I knew about Saturday Night Live and knew there were no plans past that for us to play. I booked five months of work. They had a true change of heart. I’m not involved with the blow-by-blow decision-making. It’s like when me and Amy sit around with my four dogs and wonder how much time I’ll spend on the road. I don’t call my bandmates and have them weigh in. it’s always a blessing. I’m coming up on my 32nd year with the band this May. It’s no fun to cancel or postpone shows. I’ll try to reschedule them all. It’s not like I had a huge choice in the matter. These clubs will forgive me and understand I hope the fans will come and see me when I make up the dates.
What has it been like to revisit The River?

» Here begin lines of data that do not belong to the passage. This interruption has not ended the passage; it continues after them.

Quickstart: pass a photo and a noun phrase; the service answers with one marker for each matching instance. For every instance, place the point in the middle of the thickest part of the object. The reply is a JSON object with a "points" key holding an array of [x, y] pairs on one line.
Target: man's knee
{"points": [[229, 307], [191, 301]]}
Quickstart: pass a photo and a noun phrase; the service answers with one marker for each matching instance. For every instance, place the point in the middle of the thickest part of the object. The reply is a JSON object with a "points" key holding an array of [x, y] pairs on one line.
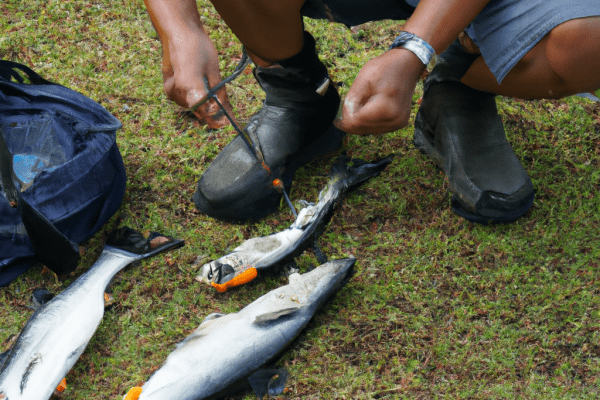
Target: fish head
{"points": [[216, 271]]}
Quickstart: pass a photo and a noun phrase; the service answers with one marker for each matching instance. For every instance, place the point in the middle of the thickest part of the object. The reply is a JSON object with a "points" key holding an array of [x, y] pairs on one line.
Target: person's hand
{"points": [[379, 100], [186, 61]]}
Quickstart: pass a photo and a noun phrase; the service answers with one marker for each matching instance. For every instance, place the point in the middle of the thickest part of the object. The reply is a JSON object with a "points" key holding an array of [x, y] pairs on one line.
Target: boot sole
{"points": [[487, 215]]}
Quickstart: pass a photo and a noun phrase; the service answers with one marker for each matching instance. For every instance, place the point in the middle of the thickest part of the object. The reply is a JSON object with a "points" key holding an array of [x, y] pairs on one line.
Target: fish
{"points": [[263, 253], [58, 332], [229, 351]]}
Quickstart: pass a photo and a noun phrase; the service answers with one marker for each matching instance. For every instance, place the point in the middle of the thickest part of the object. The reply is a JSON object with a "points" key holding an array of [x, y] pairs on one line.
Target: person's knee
{"points": [[571, 49]]}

We played all those songs in some form off and on for the past 32 years. We did the whole album once in New York City. I love the songs. To play them as a set piece is very powerful. I moved to L.A. in 1968 and had lived there for years when I ran into Bruce in the early ‘80s. We go back to 1970 when we did an audition night for Bill Graham’s Fillmore West. I was always a fan. I would see him and his band in the ‘70s and ‘80s. I bumped into him at the Marquis. He mentioned that he had just finished a double album called The River. He asked if I wanted to listen to it. I was very grateful for that. He threw me in the car and went over to the studio. He sat me in front of the old NS-10 speakers, which were popular playback speakers. I listened to the whole double album and I still remember being struck by how I felt like they got the sizzle and electricity of the live show into the grooves for the first time in terms of making records in a wholesale fashion. They got that sizzle into every track. My favorite thing is playing live when there’s that sizzle and energy and crackle in the air. It’d deafening and maddening and it’s just a muddy mess of musical insanity sometimes. That’s part of the live experience. I felt like they got that into the record. Now, God knows how many decades later to be playing it as a set piece and adding my bit because I wasn’t there is a great honor and I’m embracing it.
It was released during a recession. Do you think the songs reflect that?
I think it’s more about personal struggle. I love how Bruce writes. He’s as great a lyricist as we’ve ever had. That’s his forte if I had to pick one. Either you’re at peace and everything is okay with friends, family and money or there’s something coming apart. Sometimes, it’s all coming apart. He speaks to that more from the common man perspective but doesn’t exclude everybody because it’s more about the internal workings of man and the inherent human nature of greed and satisfying yourself and never having enough of things. It’s the reality of how is your family doing. Maybe your wife is sick. Maybe my parents are getting old and feeble and what do I do? It’s all in there. You’re sitting there inconsolable with “Stolen Car” and then he starts “Ramrod,” and it’s a wakeup call. It’s back and forth. I’m that schizophrenic writer myself. I do country, blues, rock, R&B and metal. It all comes from the blues and folk. Bruce has put it together in his own voice as well as anyone in history as ever done. I’m happy to sit there and play these songs that are so dear to me and add my piece to it and know that I have good instincts for it.
Springsteen has said that the album was a gateway of sorts to the writing that would emerge on subsequent albums. Do you think of the album in that way? I mean it’s not all doom and gloom.
It’s about the best of the human spirit. There is doom and gloom. If you’re smart, you’ll go and get out of your head and play basketball or football. Or play music for fun. Or paint or sing. You might interact with friends and family and things. Things that are funny and joyous and physical. Some people find comfort in their jobs. I’m lucky in that I am one of those people who can find a comfort even in my job.